Lorna Bomford has already been honoured twice in Dover.

                               Bomford Place

As well as the Maison Dieu plaque above, Dover District Council (DDC) has honoured an unsung hero of women’s rights with the naming of 24 brand new council homes in Dover as part of its largest housing development in a generation.

 

The £12.5m redevelopment of the former brownfield site provides 65 new homes with a mix of tenures, including social housing for affordable rent, shared ownership, and private sale.

The social housing element comprises 18 two-bedroom apartments, and six one-bedroom apartments in a three-storey building on Harold Street. The properties will be occupied by local people on the Council’s housing waiting list.

The building has been named Bomford Place in honour of Lorna Bomford (1883-1962), a leading light in Dover’s Suffrage Movement.

This latest blue plaque by the Dover Society is therefore well merited and overdue. I commend it to you.

The group then moved along London Road, opposite Milestone House, to witness the unveiling of the plaque. Our chairman, Jenny Olpin, then invited Glenn Mousley, Chair of Temple Ewell Parish Council, to perform the unveiling.

 

We are immensely grateful to Carole and Chris, the house owners, to have agreed for this plaque, the eighteenth in the Dover Society’s series to be given its place of honour here. The group were then invited into the house for refreshments.

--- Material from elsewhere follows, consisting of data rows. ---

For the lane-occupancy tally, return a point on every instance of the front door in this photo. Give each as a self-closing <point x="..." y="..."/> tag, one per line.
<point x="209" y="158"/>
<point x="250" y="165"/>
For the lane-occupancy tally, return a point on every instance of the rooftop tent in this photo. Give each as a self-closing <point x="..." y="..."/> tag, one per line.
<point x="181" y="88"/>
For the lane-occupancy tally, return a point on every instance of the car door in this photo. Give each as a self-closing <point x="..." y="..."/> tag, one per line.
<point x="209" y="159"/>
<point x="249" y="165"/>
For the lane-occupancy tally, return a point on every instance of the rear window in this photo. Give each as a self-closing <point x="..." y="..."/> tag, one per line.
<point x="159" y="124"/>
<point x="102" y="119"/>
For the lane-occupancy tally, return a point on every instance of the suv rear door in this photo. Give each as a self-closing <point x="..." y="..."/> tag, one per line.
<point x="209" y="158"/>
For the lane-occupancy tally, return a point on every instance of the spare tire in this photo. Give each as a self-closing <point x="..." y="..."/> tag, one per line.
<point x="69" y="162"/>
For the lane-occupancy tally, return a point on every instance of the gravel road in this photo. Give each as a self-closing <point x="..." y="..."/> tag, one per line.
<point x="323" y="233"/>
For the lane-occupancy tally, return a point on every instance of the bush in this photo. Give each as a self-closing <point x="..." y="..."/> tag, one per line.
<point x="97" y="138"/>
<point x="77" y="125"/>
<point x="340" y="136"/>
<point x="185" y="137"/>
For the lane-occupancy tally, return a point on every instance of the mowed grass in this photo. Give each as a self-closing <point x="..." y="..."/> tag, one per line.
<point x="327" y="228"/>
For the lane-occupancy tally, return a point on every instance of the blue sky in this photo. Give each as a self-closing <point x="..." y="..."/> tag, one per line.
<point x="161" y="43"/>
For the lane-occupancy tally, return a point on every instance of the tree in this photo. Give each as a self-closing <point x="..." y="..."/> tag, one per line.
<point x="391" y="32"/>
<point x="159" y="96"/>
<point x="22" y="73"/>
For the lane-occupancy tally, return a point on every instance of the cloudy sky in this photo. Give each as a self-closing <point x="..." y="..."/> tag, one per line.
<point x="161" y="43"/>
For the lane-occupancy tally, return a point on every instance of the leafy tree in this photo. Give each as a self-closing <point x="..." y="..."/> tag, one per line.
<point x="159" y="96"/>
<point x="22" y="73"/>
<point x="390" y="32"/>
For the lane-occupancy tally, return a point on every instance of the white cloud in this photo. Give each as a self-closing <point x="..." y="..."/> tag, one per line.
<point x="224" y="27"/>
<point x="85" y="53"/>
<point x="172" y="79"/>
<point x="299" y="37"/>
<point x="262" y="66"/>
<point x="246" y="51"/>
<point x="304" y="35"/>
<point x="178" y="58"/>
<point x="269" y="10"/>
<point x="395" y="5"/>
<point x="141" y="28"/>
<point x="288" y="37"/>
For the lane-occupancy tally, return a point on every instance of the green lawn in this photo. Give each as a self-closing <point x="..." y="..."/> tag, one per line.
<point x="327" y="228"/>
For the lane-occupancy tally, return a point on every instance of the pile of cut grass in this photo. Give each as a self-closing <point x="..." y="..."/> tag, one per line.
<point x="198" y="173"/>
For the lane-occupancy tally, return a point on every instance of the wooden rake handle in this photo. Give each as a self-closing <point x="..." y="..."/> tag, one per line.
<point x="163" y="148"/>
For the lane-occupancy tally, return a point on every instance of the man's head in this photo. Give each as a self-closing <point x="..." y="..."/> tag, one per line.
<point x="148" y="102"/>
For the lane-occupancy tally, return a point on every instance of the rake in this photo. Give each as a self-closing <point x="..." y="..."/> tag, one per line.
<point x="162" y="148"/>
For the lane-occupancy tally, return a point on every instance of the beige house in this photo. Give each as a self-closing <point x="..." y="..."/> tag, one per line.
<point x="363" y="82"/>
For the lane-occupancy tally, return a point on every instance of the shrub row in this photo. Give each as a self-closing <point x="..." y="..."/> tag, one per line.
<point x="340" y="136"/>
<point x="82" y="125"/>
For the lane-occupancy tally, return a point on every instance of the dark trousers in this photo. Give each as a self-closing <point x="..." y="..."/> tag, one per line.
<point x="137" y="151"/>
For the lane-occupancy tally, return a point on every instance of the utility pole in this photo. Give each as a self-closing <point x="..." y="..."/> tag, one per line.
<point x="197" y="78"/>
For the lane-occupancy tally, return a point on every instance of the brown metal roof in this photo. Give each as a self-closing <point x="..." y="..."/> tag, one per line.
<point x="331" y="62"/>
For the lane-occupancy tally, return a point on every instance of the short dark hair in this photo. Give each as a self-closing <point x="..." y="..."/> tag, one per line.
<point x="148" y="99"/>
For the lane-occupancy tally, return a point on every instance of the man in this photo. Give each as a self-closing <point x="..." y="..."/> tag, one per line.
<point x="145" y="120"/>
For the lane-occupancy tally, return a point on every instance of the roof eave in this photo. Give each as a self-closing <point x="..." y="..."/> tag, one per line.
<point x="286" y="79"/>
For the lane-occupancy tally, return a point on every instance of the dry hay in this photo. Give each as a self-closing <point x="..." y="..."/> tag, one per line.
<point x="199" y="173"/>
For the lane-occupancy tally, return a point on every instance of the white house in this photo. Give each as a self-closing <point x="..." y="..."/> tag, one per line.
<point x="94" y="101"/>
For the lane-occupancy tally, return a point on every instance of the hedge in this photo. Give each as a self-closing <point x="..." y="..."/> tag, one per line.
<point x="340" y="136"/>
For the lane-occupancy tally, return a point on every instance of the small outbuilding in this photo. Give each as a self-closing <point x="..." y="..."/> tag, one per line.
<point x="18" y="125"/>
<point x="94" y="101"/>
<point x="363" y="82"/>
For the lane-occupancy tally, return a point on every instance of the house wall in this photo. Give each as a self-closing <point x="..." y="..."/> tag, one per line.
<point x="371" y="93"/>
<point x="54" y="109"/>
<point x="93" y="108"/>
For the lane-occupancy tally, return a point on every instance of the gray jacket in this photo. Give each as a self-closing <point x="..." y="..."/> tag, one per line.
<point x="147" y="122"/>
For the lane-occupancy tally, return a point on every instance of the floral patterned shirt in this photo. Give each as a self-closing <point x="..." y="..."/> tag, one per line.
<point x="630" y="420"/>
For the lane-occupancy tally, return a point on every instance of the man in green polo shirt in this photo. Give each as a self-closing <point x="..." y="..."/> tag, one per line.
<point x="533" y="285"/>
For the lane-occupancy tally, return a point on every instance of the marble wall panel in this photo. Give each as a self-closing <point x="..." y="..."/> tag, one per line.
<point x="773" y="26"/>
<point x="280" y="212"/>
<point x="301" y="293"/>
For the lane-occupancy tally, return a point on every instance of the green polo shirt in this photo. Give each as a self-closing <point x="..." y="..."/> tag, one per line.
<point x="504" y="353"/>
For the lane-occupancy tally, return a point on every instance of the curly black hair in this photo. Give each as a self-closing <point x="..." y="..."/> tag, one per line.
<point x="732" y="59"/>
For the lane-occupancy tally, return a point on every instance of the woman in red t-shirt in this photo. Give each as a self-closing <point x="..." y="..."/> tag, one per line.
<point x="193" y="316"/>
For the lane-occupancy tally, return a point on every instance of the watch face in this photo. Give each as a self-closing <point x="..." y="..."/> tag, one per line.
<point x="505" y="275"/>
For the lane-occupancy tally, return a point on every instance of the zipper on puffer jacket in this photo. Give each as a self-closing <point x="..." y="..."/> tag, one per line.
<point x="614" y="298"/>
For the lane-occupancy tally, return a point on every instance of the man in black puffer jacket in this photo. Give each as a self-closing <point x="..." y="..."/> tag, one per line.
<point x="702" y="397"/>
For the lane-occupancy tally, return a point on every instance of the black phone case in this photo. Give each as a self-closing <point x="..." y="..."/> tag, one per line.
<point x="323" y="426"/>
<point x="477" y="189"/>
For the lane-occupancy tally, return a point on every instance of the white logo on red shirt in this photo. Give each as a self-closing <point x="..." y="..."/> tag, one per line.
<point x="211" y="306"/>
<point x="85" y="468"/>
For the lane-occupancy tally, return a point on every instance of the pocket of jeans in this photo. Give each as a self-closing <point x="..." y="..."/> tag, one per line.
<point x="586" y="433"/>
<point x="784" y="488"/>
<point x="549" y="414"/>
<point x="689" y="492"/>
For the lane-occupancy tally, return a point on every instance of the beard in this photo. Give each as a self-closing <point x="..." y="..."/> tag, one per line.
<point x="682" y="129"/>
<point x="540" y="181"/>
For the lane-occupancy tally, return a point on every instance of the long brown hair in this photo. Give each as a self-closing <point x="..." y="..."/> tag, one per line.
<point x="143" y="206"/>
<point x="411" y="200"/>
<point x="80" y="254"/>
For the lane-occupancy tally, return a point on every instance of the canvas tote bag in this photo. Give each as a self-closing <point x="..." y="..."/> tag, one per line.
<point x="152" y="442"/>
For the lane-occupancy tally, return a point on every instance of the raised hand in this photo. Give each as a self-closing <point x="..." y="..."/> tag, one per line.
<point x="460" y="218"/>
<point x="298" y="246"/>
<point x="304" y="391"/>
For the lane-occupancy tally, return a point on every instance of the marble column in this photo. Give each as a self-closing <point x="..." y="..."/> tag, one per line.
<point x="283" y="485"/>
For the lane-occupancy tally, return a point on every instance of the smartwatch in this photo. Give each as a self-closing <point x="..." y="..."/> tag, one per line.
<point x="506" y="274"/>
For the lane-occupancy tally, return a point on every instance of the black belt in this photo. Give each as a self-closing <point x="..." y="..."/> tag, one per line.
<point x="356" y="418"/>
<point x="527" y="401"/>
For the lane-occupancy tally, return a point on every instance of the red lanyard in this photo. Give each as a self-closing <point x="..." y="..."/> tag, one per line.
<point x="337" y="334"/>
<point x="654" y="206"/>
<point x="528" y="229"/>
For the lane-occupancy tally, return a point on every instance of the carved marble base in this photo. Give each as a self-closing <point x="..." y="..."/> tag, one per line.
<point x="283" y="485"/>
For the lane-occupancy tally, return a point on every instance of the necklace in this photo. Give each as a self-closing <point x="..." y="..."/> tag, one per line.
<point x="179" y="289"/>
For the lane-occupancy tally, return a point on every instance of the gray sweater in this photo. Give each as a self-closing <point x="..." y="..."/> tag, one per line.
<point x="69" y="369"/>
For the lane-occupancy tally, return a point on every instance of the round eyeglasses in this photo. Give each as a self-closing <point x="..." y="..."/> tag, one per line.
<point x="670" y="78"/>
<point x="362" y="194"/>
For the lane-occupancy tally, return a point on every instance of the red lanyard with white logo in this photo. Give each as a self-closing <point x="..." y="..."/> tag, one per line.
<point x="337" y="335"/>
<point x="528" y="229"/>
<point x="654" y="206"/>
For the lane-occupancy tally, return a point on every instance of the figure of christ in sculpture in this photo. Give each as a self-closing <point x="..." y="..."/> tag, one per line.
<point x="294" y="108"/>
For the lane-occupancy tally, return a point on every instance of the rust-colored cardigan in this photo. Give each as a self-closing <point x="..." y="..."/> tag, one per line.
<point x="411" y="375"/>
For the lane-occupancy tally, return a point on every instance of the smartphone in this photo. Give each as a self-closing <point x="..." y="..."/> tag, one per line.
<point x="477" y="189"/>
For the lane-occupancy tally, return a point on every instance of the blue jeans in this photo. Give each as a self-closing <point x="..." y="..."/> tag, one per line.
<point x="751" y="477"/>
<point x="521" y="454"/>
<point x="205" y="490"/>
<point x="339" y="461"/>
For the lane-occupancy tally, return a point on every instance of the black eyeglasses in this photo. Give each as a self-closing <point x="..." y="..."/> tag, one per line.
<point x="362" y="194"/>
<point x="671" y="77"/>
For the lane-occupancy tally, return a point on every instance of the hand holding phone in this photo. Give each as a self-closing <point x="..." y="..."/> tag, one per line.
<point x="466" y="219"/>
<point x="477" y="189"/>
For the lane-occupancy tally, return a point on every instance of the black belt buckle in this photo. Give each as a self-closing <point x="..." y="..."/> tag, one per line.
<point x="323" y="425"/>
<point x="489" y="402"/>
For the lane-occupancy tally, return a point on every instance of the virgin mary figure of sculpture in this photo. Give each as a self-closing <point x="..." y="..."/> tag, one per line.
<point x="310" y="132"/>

Milestone House is marked by a stone set in the wall below it, facing London Road. The building’s history is not altogether clear, but it must date from at least the seventeenth or eighteenth century with various additions over time. It was once known as Pembroke Villa and is believed to have served variously as a vicar’s house, a public house and in various other interesting guises and ownerships. Any further information about the building’s history would be welcomed not only by the present owners. but also, by the Dover Society for the local record.

This fine house stands on what was the main mail coach road to Canterbury, Rochester and London and must have witnessed the passing by of a multitude of royalty, personages and travellers making their way to and from the port of Dover. If only it could speak to us.